"Neo-Soul is dead" reads the cover of Erykah Badu's new CD, which features Lenny Kravitz who once made the same declaration about rock 'n' roll. Should that be a good sign or an omen? Kravitz' Circus, containing his rock 'n' roll eulogy, was arguably his best work. But right after declaring it dead, Kravitz dove into a string of blatantly rock 'n' roll songs. These contradictions abound on Worldwide Underground where, in the liner notes, Badu tells her peers to stay unmovable in their music-ing while asking on her CD cover: "Are you afraid of change?" Only to answer herself: "Well, change makes dollars."
Such money-motivation in a musical genre that once prided itself on focusing on black music's rich tradition before Motown's image-packaging is evidence enough that neo-soul is dead. At the end of her song "I Want You" -- a tedious listen that doesn't get interesting until seven minutes in -- she chimes, "Just because I say I love you / doesn't mean I do." Hopefully, she's not talking to her fans. She could be talking to her hip-hop-half, Common, whom she's rumored to have dumped. Even if that rumor is unfounded, it's a fact that Common remains absent here - he's not even on this version of the Grammy-winning song she recently recorded with him, "Love of My Life."

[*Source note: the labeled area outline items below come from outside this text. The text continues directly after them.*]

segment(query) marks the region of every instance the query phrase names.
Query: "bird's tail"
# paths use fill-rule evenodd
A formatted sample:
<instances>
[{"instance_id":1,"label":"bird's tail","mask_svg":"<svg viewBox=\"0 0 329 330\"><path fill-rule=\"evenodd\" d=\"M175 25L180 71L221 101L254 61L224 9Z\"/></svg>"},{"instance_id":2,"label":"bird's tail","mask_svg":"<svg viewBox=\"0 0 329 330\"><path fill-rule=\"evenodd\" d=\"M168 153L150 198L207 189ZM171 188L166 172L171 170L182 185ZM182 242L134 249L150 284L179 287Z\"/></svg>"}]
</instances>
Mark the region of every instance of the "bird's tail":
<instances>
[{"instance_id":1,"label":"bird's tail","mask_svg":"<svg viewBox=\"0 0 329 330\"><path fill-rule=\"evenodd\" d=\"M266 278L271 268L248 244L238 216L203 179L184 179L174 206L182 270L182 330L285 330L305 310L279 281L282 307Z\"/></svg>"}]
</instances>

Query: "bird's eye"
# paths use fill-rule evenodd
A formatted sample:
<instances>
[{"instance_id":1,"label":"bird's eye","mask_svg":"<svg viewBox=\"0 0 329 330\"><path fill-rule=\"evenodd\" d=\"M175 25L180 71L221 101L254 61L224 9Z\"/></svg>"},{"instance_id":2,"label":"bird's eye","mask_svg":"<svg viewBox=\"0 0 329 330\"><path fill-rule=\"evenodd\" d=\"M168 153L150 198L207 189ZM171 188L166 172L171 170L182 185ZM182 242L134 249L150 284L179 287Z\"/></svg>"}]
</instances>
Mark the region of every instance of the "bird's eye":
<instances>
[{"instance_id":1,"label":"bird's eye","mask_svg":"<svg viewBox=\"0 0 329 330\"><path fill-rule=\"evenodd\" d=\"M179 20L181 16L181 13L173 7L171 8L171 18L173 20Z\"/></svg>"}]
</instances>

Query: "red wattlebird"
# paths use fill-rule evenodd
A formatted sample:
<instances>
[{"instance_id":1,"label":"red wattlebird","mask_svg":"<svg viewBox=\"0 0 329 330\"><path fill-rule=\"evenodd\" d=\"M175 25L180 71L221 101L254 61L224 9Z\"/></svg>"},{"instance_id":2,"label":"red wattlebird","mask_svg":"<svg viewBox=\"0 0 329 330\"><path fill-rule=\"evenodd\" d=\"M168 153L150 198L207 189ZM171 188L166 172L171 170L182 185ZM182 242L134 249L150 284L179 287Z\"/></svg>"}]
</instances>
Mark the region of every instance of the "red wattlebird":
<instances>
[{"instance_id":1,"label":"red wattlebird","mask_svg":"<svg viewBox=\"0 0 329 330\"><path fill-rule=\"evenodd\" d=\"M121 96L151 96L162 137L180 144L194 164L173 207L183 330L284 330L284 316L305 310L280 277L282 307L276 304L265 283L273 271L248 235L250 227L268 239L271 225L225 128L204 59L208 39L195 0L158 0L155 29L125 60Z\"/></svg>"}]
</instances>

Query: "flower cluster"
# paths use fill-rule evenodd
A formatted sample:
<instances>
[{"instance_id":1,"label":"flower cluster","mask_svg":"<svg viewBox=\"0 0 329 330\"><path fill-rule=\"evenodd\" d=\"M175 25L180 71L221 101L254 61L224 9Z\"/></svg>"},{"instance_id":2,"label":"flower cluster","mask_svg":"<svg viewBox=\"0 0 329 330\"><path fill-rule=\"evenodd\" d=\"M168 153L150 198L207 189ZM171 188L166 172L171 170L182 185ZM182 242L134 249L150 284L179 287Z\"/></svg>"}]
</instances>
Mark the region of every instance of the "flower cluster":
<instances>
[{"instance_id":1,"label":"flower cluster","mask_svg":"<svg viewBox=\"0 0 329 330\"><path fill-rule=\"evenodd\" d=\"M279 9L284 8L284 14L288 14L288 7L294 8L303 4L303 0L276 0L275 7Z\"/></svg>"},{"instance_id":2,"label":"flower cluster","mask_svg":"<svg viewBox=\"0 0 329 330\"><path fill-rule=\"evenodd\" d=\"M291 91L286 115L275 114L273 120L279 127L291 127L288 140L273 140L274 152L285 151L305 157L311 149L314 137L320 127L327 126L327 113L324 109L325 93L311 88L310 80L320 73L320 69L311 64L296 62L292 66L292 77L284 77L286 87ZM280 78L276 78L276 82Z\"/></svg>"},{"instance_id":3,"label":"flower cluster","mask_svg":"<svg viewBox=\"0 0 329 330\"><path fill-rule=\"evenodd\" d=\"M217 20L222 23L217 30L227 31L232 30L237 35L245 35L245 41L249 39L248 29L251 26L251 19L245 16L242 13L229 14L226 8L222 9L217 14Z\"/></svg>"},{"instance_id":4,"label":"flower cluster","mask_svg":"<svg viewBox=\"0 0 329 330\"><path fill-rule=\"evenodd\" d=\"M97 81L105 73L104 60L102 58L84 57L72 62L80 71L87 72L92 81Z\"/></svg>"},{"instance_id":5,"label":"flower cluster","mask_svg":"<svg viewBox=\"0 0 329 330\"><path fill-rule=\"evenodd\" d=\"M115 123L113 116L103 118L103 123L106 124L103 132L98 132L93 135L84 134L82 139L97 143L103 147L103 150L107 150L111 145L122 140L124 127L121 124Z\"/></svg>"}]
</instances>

Also MIA is Badu's percussionist Ahmir "?uestlove." Thankfully, longtime collaborator James Poyser is still present, for any soul CD without him falls into the R&B wastebasket. The result: a new style Badu calls "freakquency," which for its contradictions and missing ingredients, is a tight medley of funk concoctions, not so much post-neo-soul as it is just good neo-soul. Perhaps in an attempt to separate herself from that neo-soul poser India Arie, with whom she shares labels, Badu eschews the "righteous spiritworld" talk for more militant "down-with-the-block-niggas" talk. It's done in the vein of the dead prez's revolutionary but gangsta wave aggressively winning over hip hop now; dead prez's M-1 (Badu's reported new beau) even appears on a song Badu herself isn't on. In "Woo" she's barely there again, allowing her band and back-up singers to do the damn thing. And though they do it beautifully, we want Badu; the Badu who harmonizes so tenderly in "Back in the Day" but kills it in "Danger."
Badu bills this EP of hers as a mixtape. If by that she means mixed messages, then she's nailed it. She recently said on BET's 106th and Park show that she's still trying to find herself. When she does maybe we'll get an actual Badu CD and not some jam-session mixtape made on the back of a tour bus.